Need a slim-line work environment? We recommend the best

SparkyLinux (with Openbox)

Before Crunchbang++ reached a stable release, I experimented with SparkyLinux. This relatively small distro is available in a wide variety of desktop flavors, but I've only tested the lightweight Openbox option.

Like Crunchbang++, Sparky is built on a Debian base, so package-wise things are very close. SparkyLinux uses a mix of its own repos and Debian Testing, so if you're looking for a more stable way to run a minimal setup on Debian Testing, this might be a better bet than telling Crunchbang to use Testing packages (which has been unpredictable in my experience).

Sparky has a very different look and feel to Crunchbang++, not quite as refined, but in some ways it's simpler and less resource intensive than Crunchbang++. For example, the default file manager is PCManFM, which is little bit lighter than Thunar. SparkyLinux opts for a bottom menu bar and a more verbose default Conky setup as well.

Sparky Openbox

A Sparky Openbox little number...

I should note that while I had no trouble installing SparkyLinux on actual hardware, it would not play nice in virtual machines, so if you want to try it you may want to make some room on your hard drive and install it alongside whatever you're using now.

DIY Debian/Arch

Since both Sparky and Crunchbang++ are based on Debian it's worth asking why not just install the Debian base system and add the handful of packages you need yourself? If you want to create a custom, highly personalized, lightweight Linux desktop that's literally everything you want and nothing you don't, this is the way to go.

The only downside is that building your ultimate setup is time consuming. In my experience "a handful" of packages actually turns out to be thousands and you'll get to find out about each package manager's shortcomings when it comes to installing and managing dependencies.

Arch is, of course a very DIY distro.

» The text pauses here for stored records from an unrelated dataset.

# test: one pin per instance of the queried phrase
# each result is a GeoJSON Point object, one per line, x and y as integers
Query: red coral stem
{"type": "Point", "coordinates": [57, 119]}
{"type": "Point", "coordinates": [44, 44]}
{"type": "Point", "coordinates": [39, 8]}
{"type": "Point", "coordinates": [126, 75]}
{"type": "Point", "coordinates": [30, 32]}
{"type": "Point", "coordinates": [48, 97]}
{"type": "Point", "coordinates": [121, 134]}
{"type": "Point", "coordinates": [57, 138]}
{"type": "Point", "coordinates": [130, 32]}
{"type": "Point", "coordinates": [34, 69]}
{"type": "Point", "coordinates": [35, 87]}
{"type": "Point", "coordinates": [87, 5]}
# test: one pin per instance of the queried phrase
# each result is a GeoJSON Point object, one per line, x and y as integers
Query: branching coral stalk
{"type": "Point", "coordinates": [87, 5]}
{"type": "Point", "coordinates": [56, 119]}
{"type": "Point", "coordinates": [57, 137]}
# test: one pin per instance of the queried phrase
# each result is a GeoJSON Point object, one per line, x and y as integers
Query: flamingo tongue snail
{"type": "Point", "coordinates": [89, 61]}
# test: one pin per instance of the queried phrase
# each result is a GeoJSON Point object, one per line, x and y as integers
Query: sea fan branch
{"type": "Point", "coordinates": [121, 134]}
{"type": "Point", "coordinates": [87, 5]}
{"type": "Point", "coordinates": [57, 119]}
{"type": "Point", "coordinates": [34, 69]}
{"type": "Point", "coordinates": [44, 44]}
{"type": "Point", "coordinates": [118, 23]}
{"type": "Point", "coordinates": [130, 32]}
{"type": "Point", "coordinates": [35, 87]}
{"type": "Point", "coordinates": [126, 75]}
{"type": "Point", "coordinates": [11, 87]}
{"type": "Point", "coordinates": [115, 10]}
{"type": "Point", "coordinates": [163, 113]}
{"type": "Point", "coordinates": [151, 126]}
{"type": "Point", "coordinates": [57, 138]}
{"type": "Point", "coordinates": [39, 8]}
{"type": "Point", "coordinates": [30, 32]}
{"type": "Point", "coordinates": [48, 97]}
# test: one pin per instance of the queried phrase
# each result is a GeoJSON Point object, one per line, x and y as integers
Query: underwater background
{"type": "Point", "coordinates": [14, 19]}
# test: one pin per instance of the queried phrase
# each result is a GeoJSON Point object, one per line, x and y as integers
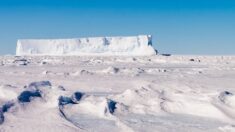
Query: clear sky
{"type": "Point", "coordinates": [178, 26]}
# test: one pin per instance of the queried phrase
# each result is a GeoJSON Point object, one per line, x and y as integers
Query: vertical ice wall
{"type": "Point", "coordinates": [134, 45]}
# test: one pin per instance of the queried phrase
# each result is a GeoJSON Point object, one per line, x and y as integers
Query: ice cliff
{"type": "Point", "coordinates": [134, 45]}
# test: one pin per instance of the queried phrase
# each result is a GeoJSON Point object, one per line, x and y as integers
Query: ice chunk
{"type": "Point", "coordinates": [134, 45]}
{"type": "Point", "coordinates": [26, 96]}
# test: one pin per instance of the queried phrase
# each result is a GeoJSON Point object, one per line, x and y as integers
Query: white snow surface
{"type": "Point", "coordinates": [118, 94]}
{"type": "Point", "coordinates": [134, 45]}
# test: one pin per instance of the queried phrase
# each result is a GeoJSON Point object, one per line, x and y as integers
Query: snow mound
{"type": "Point", "coordinates": [135, 45]}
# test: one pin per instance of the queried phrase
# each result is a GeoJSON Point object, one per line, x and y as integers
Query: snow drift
{"type": "Point", "coordinates": [135, 45]}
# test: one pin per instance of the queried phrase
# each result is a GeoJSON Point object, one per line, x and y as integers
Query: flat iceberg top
{"type": "Point", "coordinates": [134, 45]}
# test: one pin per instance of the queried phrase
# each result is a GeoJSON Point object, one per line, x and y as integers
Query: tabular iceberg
{"type": "Point", "coordinates": [134, 45]}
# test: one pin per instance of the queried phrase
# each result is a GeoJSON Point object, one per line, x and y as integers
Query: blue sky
{"type": "Point", "coordinates": [178, 26]}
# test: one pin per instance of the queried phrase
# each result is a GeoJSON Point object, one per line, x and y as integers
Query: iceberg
{"type": "Point", "coordinates": [140, 45]}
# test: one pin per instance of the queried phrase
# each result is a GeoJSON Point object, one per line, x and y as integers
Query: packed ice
{"type": "Point", "coordinates": [134, 45]}
{"type": "Point", "coordinates": [117, 93]}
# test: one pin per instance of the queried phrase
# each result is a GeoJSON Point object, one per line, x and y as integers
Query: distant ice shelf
{"type": "Point", "coordinates": [133, 45]}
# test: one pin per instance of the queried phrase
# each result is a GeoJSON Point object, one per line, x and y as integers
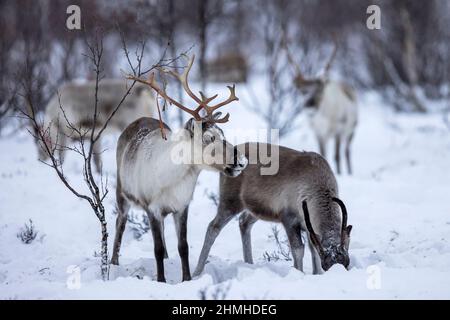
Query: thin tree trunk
{"type": "Point", "coordinates": [203, 25]}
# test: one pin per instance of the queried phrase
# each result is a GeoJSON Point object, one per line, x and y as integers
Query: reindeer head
{"type": "Point", "coordinates": [331, 251]}
{"type": "Point", "coordinates": [208, 139]}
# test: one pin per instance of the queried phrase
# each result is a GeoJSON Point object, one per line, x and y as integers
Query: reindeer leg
{"type": "Point", "coordinates": [246, 221]}
{"type": "Point", "coordinates": [122, 212]}
{"type": "Point", "coordinates": [337, 155]}
{"type": "Point", "coordinates": [347, 153]}
{"type": "Point", "coordinates": [316, 262]}
{"type": "Point", "coordinates": [180, 219]}
{"type": "Point", "coordinates": [322, 145]}
{"type": "Point", "coordinates": [214, 228]}
{"type": "Point", "coordinates": [158, 244]}
{"type": "Point", "coordinates": [293, 229]}
{"type": "Point", "coordinates": [166, 255]}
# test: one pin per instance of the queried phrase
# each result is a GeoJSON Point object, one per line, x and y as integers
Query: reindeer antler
{"type": "Point", "coordinates": [202, 101]}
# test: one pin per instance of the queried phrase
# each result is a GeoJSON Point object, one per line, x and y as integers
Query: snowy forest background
{"type": "Point", "coordinates": [396, 197]}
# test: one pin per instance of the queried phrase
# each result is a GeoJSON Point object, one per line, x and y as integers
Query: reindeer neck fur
{"type": "Point", "coordinates": [150, 178]}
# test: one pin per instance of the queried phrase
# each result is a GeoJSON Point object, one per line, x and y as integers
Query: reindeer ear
{"type": "Point", "coordinates": [349, 229]}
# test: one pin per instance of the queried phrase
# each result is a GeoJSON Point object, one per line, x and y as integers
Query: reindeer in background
{"type": "Point", "coordinates": [302, 196]}
{"type": "Point", "coordinates": [149, 177]}
{"type": "Point", "coordinates": [73, 104]}
{"type": "Point", "coordinates": [334, 109]}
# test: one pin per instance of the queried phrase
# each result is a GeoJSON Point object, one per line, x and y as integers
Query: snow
{"type": "Point", "coordinates": [397, 202]}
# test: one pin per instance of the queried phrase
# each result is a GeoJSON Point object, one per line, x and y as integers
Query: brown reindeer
{"type": "Point", "coordinates": [150, 176]}
{"type": "Point", "coordinates": [302, 196]}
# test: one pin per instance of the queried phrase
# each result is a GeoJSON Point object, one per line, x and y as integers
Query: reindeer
{"type": "Point", "coordinates": [334, 109]}
{"type": "Point", "coordinates": [148, 176]}
{"type": "Point", "coordinates": [302, 196]}
{"type": "Point", "coordinates": [74, 102]}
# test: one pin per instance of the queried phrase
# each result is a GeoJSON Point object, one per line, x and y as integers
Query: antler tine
{"type": "Point", "coordinates": [152, 83]}
{"type": "Point", "coordinates": [231, 98]}
{"type": "Point", "coordinates": [183, 78]}
{"type": "Point", "coordinates": [332, 56]}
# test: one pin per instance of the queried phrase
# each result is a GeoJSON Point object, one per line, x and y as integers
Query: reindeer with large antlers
{"type": "Point", "coordinates": [158, 172]}
{"type": "Point", "coordinates": [334, 108]}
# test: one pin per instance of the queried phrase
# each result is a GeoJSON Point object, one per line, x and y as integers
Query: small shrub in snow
{"type": "Point", "coordinates": [28, 233]}
{"type": "Point", "coordinates": [213, 197]}
{"type": "Point", "coordinates": [283, 251]}
{"type": "Point", "coordinates": [219, 292]}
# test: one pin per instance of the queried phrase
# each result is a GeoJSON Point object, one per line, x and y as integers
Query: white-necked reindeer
{"type": "Point", "coordinates": [302, 196]}
{"type": "Point", "coordinates": [149, 177]}
{"type": "Point", "coordinates": [334, 110]}
{"type": "Point", "coordinates": [77, 101]}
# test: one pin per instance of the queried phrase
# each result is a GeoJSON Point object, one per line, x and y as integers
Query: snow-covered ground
{"type": "Point", "coordinates": [398, 203]}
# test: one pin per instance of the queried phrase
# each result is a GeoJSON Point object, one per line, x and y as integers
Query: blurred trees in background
{"type": "Point", "coordinates": [407, 60]}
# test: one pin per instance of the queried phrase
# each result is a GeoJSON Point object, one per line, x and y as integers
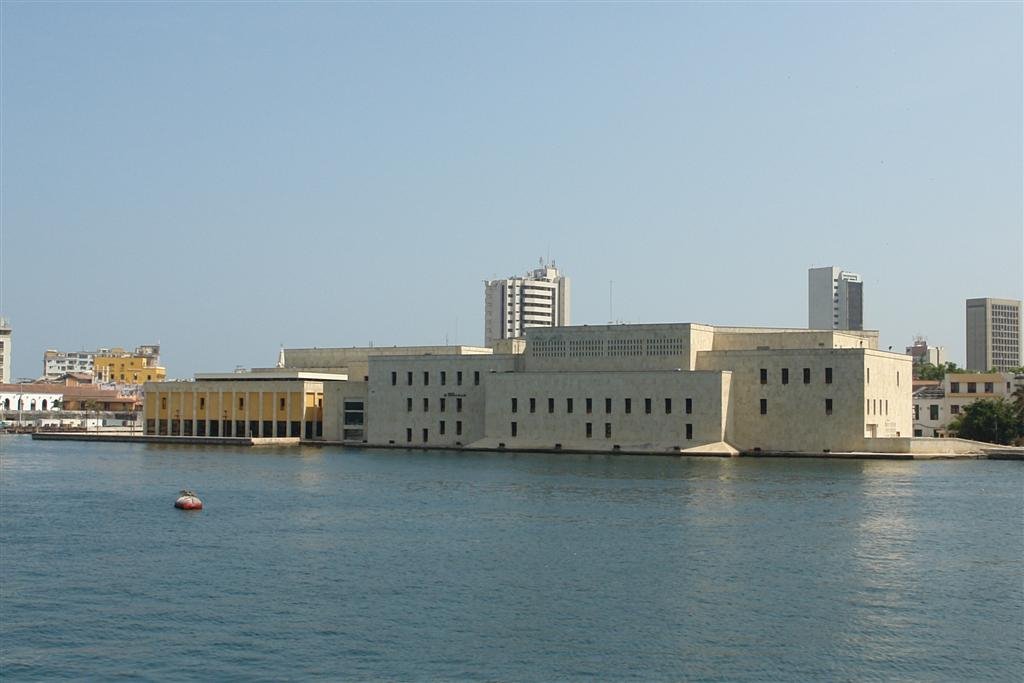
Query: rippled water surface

That's a big part of the "Arch way," and provided you can get through the arduous installation process, Arch makes a fantastic base for a minimal Linux desktop.

I tested Arch with Openbox, Tint2 and Thunar, essentially rolling my own Arch-based Crunchbang and was relatively happy with the results. That said, it took me the better part of a week to get everything set up and all the hardware quirks worked out – the same is true of my Debian minimal setup – and in the end, I got Crunchbang.

If you don't mind putting in the time, going the DIY route with either Arch or Debian will get you the most highly customized, everything-you-want, nothing-you-don't setup. Just be prepared to invest some time.